The European language portfolio (ELP) was introduced by the Council of Europe as a means of helping language learners to keep track of their learning by setting learning targets, monitoring their progress, and regularly assessing results of their learning. This includes recording their language learning achievements and their experience of using other languages and encountering other cultures. The ELP has three parts - a language passport, a language biography, a dossier.
‘The European portfolio in practice’ is a three-year national project (2009-12) intended to extend use of the ELP in the Czech Republic. Within its framework, four user-friendly online versions of the portfolio in six languages have been designed according to age groups. The first ELP version is intended for pupils up to 11 years of age, the second for 11 to 15 year-olds, the third for 15 to 19 year-olds and the last for adult users (19+). Development of this electronic application was based on the Dutch ELP version and the Europass language passport for adults.
A survey carried out in 2010, which included 1 200 schools from all regions, showed that the original hardcopy edition of the ELP is not used in the classroom as teachers do not see any benefit from it. They think hardcopy editions are too expensive and students need to pay for them themselves so teachers are not able to use them in the teaching process.

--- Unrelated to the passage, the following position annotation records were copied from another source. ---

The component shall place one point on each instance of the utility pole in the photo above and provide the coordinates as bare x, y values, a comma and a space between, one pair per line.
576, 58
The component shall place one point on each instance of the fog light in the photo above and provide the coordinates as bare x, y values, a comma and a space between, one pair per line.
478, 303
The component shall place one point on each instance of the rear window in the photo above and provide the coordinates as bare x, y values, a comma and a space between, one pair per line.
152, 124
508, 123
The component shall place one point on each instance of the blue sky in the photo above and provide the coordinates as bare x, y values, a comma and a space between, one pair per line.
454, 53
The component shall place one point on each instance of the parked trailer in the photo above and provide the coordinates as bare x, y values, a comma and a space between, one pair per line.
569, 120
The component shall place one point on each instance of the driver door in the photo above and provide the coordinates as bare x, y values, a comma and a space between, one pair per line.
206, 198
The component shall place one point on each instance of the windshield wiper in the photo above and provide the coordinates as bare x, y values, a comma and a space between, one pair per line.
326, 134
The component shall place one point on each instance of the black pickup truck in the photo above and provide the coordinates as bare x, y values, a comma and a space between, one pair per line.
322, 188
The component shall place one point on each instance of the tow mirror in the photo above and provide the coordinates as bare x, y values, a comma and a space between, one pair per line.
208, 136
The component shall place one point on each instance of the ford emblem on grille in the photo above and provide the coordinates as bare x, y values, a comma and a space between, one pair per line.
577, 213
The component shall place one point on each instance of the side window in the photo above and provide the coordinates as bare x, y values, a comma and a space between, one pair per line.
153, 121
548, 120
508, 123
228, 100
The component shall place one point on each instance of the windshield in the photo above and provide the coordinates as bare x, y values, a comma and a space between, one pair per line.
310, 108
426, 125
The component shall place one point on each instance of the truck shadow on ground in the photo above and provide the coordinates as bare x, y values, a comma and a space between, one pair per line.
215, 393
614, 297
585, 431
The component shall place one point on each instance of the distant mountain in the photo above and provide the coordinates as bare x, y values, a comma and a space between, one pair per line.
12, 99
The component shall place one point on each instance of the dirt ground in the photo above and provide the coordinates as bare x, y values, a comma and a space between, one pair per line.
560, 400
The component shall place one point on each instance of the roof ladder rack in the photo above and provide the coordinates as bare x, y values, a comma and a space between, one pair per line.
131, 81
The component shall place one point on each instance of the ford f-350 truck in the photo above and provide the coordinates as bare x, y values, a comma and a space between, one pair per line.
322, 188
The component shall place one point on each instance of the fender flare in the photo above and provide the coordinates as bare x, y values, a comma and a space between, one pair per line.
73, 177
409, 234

The project aimed therefore to develop an online application and methodological guide, motivate teachers and students to use ELP in the classroom, and expand use of ELP in line with development of the curricula for basic, secondary and language schools.
The online version of the portfolio places emphasis on raising awareness of teaching and learning types and strategies corresponding to particular language competences. It eases interaction between teacher and student. The teacher can comment on student materials saved in the dossier or on the student’s self-evaluation in the what I already know section, which forms part of the language biography. The ELP online application also includes tasks intended to help students to monitor better their progress according to different levels of proficiency.
The completed self-evaluation and practical experience with one or two foreign languages acquired through the online ELP is for the 15+ age group automatically generated and transferred to the Europass language passport.
The project also includes a collection of good practice examples and a methodological guide.
Continuing education programmes for teachers and training programmes for ELP instructors and consultants will be available from December 2012 free of charge. Some 3 120 foreign language teachers will be trained by the end of the project.
The project is cofinanced by the European Social Fund and the State budget of the Czech Republic.